"Certa tarde, um camponês encontrou, no fundo do seu quintal, um ovo muito grande e cheio de pintas. Nunca tinha visto nada parecido.
Surpreso e curioso, decidiu levá-lo para casa.
- Será que é um ovo de ema? - perguntou sua esposa.
- Não tem a mesma forma - disse o avô. - É grande demais.
- Podemos comê-lo! - propôs o filho.
- Talvez seja venenoso - refletiu o camponês. - Antes deveríamos saber que tipo de ave bota um ovo desses.
- Por que não o deixamos no ninho da perua que está chocando? - sugeriu a filha caçula. - Assim, quando nascer, veremos o que é...
Todos concordaram e assim foi feito. Mas logo se esqueceram do pobre ovo.
Duas ou três semanas depois, a casca se quebrou e surgiu uma ave escura, grande, nervosa, que, com muita avidez, comeu tudo o que encontrou pela frente.
Quando a comida disponível acabou, o estranho pássaro olhou para a mãe com vivacidade e disse, entusiasmado:
- Não vamos sair para caçar?
- Como assim, caçar? - perguntou a mãe um pouco assustada.
- Como? - frisou o filhote. - Voando, é claro. Vamos voar!
A mamãe perua se surpreendeu muito com a proposta do filhote e, munida de amorosa paciência, explicou:
- Olhe, filho, os perus não voam. Você só tem essas idéias porque é guloso. Faz mal comer rápido e em excesso.

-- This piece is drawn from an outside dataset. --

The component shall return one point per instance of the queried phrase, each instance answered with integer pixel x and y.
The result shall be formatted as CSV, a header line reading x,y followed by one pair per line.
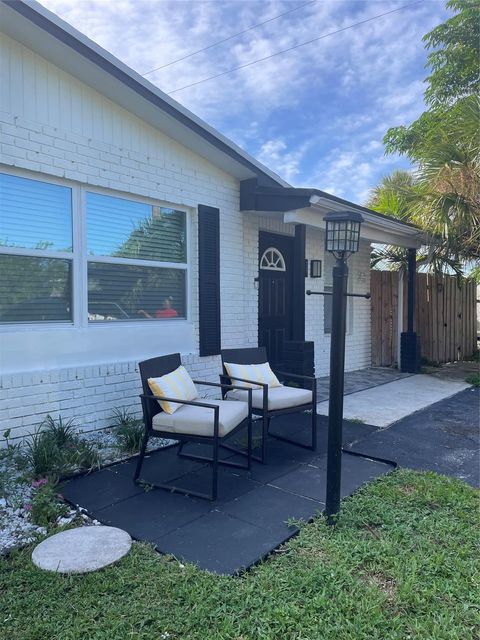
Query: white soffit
x,y
374,228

Dali em diante, a família de aves, avisada pela mãe dos loucos caprichos daquele filhote, passou a lhe oferecer alimentos mais leves, sempre o incentivando a comer pouco e devagar.
No entanto, mal ele terminava sua refeição, irremediavelmente começava a gritar:
- Agora, pessoal, vamos voar um pouco!
Todas as aves do cercado voltavam a explicar:
- Você não entende que os perus não voam? Mastigue bem, coma menos e esqueça essas loucuras, pois um dia lhe trarão problemas.
O tempo passou e, à medida que crescia, o filhote falava cada vez mais da fome que sentia e menos da vontade de voar.
Ele cresceu e morreu junto com outros perus do cercado e terminou como todos: assado na mesa do camponês, numa ceia de Natal.
No entanto, ninguém gostou da sua carne, que era dura e não tinha sabor de peru.
Também, pudera! Não era um peru, mas uma águia capaz de voar a 3 mil metros de altura e de levantar uma ovelha pequena entre suas patas...
No entanto, morreu sem saber disso, pois nunca teve coragem de abrir as asas... E porque ninguém nunca lhe disse que tinha alma de águia!
(Fonte: livro "Quando me conheci" de Jorge Bucay.)
Algumas pessoas levam a vida assim, como perus, sem saber que são águias!
No seio familiar de cada pessoa existem normas de convívio e um cultivo de valores muito específicos, que são construídos a partir das vivências dos pais e repassada aos filhos por meio da educação proporcionada a eles.
Às vezes, esses valores chocam com nossa essência (veja o caso da águia!) e acabam por nos limitar, não proporcionando uma forma mais plena de viver.
O que muitas vezes acontece é que não nos damos conta de quais desses valores herdados da família podem ser destrutivos e/ou limitantes para nós, pois nem sequer os reconhecemos! Ou se os reconhecemos, nunca nos permitimos questioná-los.
O autoconhecimento nos possibilita conhecer nossas potencialidades, bem
como nossas reais limitações, assim como o reconhecimento de que somos serem únicos e que, podemos sim, escolher o que acreditamos ser melhor para nós, que não precisamos perpetuar o legado cultural da nossa família. Enfim, não precisamos
viver segundo normas sociais que não são apropriadas para nós.
A psicoterapia nos proporciona o encontro com nossa essência e, a partir daí, a construção de parâmetros e modos de existência mais plenos, mais apropriados à nós e à nossa realização como pessoas.